Catalina perdió casi completamente su frágil salud con las severas austeridades a que se sometió por pecados que nunca habían cruzado siquiera por su cabeza. Otras personas, mal encaminadas, murmuraban con respecto a sus ausencias durante las horas de recreación. Una nube de sospecha bajó sobre ella, extendiéndose al sacerdote que dirigía su alma. Una tosca cruz grabada en un tronco de árbol y el espacio muy pisa do a su alrededor, sirvieron como elocuentes testigos para justificar sus ausencias y restaurar su buen nombre. Esta prueba, sin embargo, venida de la comunidad cristiana, le fue especial mente dolorosa.
Partida al Cielo
Poco a poco, los habitantes de la aldea comenzaron a percibir su santidad y a considerarla con respeto y admiración. Hasta los habitantes franceses de una aldea próxima no escondían su admiración hacia aquella “muchacha india que vive como una monja”, como le decían. Aunque reservada, Catalina se presentaba siempre bien dispuesta y alegre con todos, así como muy diligente en el servicio a ancianos y enfermos. Las tribulaciones y los rigores de su vida consumieron en breve tiempo su salud. Con alegría sobrenatural sintió que se acercaba su fin. Durante la Cuaresma de 1680, alguien le preguntó qué ofrecería a Jesús. “Yo entregué mi alma a Jesús en el Santísimo Sacramento, y mi cuerpo a Jesús en la Cruz”, confesó con candor.

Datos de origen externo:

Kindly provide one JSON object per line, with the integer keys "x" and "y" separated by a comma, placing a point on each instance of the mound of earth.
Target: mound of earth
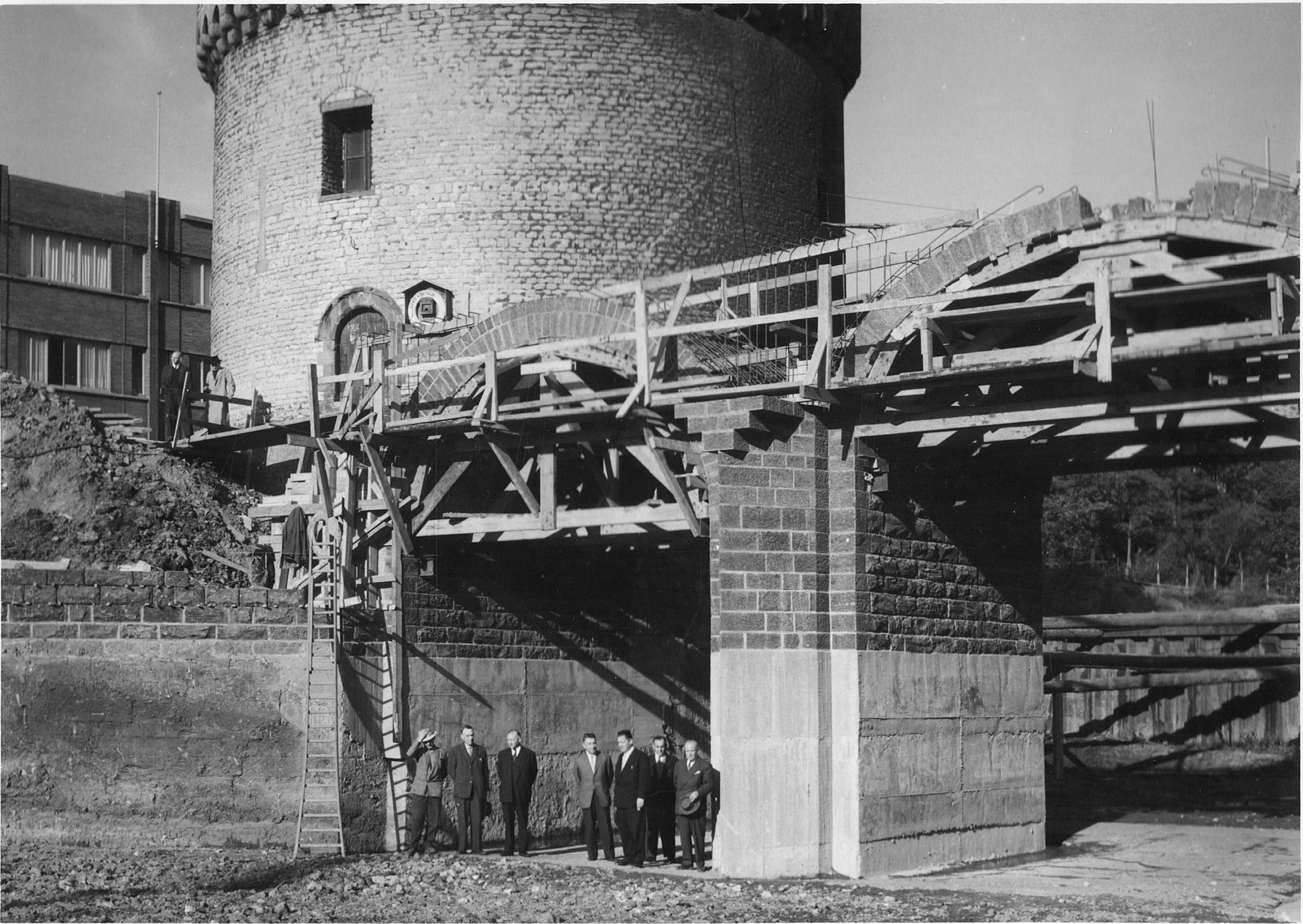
{"x": 74, "y": 491}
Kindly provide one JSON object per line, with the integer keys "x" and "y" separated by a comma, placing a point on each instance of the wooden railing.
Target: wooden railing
{"x": 799, "y": 311}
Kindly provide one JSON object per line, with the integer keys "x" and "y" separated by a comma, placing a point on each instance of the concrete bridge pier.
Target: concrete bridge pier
{"x": 876, "y": 672}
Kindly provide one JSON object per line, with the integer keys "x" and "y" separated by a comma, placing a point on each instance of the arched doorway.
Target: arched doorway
{"x": 355, "y": 324}
{"x": 362, "y": 331}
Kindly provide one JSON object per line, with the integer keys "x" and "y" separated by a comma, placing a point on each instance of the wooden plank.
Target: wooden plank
{"x": 1104, "y": 319}
{"x": 1223, "y": 260}
{"x": 1186, "y": 336}
{"x": 749, "y": 264}
{"x": 1177, "y": 679}
{"x": 324, "y": 491}
{"x": 517, "y": 352}
{"x": 548, "y": 490}
{"x": 282, "y": 511}
{"x": 672, "y": 319}
{"x": 381, "y": 401}
{"x": 1067, "y": 660}
{"x": 382, "y": 483}
{"x": 655, "y": 462}
{"x": 1016, "y": 313}
{"x": 642, "y": 514}
{"x": 547, "y": 366}
{"x": 642, "y": 343}
{"x": 1278, "y": 288}
{"x": 438, "y": 492}
{"x": 488, "y": 406}
{"x": 1172, "y": 267}
{"x": 686, "y": 447}
{"x": 517, "y": 478}
{"x": 223, "y": 560}
{"x": 1192, "y": 292}
{"x": 1288, "y": 343}
{"x": 1076, "y": 409}
{"x": 818, "y": 370}
{"x": 343, "y": 376}
{"x": 630, "y": 401}
{"x": 1246, "y": 616}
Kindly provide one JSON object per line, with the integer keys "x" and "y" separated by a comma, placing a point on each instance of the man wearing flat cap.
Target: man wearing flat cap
{"x": 425, "y": 794}
{"x": 693, "y": 784}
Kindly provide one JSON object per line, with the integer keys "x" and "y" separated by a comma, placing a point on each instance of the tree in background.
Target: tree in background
{"x": 1216, "y": 524}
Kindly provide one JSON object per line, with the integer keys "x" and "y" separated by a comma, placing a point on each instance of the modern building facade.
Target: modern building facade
{"x": 94, "y": 293}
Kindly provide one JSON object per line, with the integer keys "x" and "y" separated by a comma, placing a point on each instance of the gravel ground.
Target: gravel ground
{"x": 81, "y": 884}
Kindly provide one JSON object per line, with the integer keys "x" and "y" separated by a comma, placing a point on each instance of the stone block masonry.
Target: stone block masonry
{"x": 144, "y": 708}
{"x": 905, "y": 625}
{"x": 556, "y": 642}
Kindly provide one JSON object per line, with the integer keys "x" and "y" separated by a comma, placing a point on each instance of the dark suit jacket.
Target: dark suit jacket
{"x": 663, "y": 779}
{"x": 687, "y": 780}
{"x": 631, "y": 783}
{"x": 470, "y": 774}
{"x": 517, "y": 776}
{"x": 587, "y": 784}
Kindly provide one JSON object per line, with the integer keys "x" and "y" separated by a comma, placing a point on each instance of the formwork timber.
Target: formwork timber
{"x": 835, "y": 426}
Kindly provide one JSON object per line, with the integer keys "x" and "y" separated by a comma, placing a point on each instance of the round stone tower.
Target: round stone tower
{"x": 501, "y": 154}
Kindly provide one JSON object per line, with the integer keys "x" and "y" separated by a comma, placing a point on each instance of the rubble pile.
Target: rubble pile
{"x": 80, "y": 884}
{"x": 74, "y": 491}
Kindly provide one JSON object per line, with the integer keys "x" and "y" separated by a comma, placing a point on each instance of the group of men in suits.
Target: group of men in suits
{"x": 652, "y": 797}
{"x": 466, "y": 766}
{"x": 650, "y": 794}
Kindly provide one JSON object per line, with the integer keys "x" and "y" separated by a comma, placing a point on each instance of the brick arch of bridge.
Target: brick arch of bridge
{"x": 537, "y": 322}
{"x": 556, "y": 639}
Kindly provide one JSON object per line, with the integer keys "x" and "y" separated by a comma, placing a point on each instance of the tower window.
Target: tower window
{"x": 347, "y": 150}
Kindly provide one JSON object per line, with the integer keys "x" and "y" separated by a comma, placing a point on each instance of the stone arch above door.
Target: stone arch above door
{"x": 351, "y": 306}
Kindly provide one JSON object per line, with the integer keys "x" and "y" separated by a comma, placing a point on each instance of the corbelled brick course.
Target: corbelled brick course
{"x": 117, "y": 602}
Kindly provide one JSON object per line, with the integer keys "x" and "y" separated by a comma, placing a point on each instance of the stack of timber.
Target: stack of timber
{"x": 1227, "y": 676}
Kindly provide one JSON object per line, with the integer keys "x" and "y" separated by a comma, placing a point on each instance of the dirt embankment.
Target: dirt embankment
{"x": 74, "y": 491}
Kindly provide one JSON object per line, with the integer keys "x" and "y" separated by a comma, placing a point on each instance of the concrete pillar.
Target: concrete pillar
{"x": 876, "y": 679}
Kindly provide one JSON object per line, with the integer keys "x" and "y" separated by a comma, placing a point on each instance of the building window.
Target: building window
{"x": 347, "y": 150}
{"x": 201, "y": 280}
{"x": 64, "y": 259}
{"x": 137, "y": 370}
{"x": 64, "y": 361}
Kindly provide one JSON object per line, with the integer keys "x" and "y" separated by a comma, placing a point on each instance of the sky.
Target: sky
{"x": 958, "y": 105}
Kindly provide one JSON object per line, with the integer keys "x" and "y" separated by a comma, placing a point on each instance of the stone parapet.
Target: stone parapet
{"x": 91, "y": 604}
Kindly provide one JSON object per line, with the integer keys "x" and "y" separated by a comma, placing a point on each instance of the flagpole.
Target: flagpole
{"x": 158, "y": 145}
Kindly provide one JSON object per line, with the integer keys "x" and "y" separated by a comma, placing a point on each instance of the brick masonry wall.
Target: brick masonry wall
{"x": 148, "y": 708}
{"x": 519, "y": 152}
{"x": 806, "y": 556}
{"x": 556, "y": 643}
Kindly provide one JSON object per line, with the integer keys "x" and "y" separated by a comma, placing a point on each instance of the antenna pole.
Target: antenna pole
{"x": 1154, "y": 151}
{"x": 158, "y": 146}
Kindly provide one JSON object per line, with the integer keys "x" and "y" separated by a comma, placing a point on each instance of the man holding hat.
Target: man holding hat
{"x": 425, "y": 794}
{"x": 693, "y": 783}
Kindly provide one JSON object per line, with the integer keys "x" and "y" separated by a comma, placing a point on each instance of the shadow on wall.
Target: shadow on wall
{"x": 556, "y": 643}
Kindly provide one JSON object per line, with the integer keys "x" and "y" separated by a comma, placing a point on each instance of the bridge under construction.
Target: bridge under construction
{"x": 854, "y": 438}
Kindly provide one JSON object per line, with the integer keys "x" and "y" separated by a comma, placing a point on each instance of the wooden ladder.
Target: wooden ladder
{"x": 321, "y": 826}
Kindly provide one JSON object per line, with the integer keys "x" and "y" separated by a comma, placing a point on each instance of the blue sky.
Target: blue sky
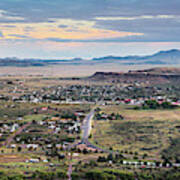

Se preparó con reverencia para recibir los últimos sacramentos.
Habiendo distribuido sus pocas posesiones a los pobres, aceptó con gratitud el obsequio de un traje nuevo para recibir con el mayor respeto a Nuestro Señor Sacramentado. No sólo los más jóvenes, sino la aldea entera lloraba la inevitable pérdida. Sintiendo que la vida iba abandonándola, dijo tranquilamente: “Jesús, te amo” .
Siempre que repetía el dulce nombre de Jesús, las marcas del sufrimiento daban paso a una expresión de alegría. Así entregó su casta alma a Dios el 17 de abril de 1680, a los 24 años.
Milagro conmovedor
Varias personas presentes atestiguaron un notable milagro, acaecido pocos minutos después de la muerte de Catalina. Su semblante, hasta entonces marcado por las cicatrices de la enfermedad y de los sufrimientos, se volvió suave, de infantil frescura e increíblemente hermoso. El esbozo de una sonrisa iluminó su ya radiante faz. Todos los circundantes se sorprendieron, e incluso los endurecidos guerreros indios se conmovieron hasta las lágrimas a la vista del hecho. Bajó a la sepultura llevando ese semblante milagroso. Rompiendo las costumbres indígenas, fue enterrada en un ataúd, lo que permitió preservar sus preciosos restos mortales. El 22 de junio de 1980, Juan Pablo II la proclamó bienaventurada. Es la primera india norteamericana en recibir tal gloria.